Step 1: Understanding the Question:
The first paragraph is a plea for a speed-breaker because school children cross a dangerous intersection. The second paragraph gives survey numbers on how students actually reach school. We must work out how these numbers relate to the original plea.
Step 2: Key Idea:
The original argument assumes children walk across the intersection and face traffic there. If the numbers show almost no student walks, the data works against that assumption instead of supporting it.
Step 3: Detailed Explanation:
Add the percentages given: 10% travel by car with parents, 20% by auto-rickshaw, 20% by taxi, 40% by school bus, and 10% live in the hostel inside the school.
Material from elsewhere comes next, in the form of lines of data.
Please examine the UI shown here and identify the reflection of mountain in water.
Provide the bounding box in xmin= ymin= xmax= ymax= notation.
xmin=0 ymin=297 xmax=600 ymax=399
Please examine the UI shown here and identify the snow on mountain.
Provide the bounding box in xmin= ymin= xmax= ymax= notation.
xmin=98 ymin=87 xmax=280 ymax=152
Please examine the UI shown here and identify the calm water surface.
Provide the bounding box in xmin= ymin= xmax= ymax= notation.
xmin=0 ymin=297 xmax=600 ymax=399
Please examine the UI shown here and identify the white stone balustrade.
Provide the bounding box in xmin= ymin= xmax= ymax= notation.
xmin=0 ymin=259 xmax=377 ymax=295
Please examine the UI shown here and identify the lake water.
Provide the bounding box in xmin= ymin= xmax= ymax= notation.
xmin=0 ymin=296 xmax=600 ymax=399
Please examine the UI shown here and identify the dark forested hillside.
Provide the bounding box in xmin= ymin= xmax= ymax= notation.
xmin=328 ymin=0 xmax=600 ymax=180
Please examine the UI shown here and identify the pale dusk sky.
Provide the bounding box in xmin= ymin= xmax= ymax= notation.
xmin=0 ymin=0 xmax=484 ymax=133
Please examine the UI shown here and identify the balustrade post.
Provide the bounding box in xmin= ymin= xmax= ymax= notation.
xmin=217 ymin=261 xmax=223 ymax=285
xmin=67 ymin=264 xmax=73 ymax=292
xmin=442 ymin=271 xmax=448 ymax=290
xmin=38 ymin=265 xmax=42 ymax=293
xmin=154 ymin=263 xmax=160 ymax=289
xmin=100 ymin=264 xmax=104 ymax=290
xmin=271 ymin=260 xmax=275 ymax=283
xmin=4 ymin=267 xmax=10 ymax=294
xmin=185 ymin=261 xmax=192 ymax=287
These five figures add up to 100%.
Since every student is accounted for by a car, auto-rickshaw, taxi, bus, or by living on campus, none are shown crossing the intersection on foot at all.
This undercuts the original worry about children walking across a dangerous crossing, so the new paragraph works against, not for, the earlier plea. Because it uses percentages to make that case, the method is statistical.
Option (AA) is wrong because no comparison, or analogy, is drawn anywhere in the survey paragraph. Option (BB) is wrong because the data argues against the claim, not for it, so it cannot "extend" it. Option (CC) is wrong because the numbers point to an opposite picture, children mostly travel by vehicle, not on foot, rather than matching the original claim.
Step 4: Final Answer:
The paragraph contradicts the speaker's argument using statistical data, matching option (DD).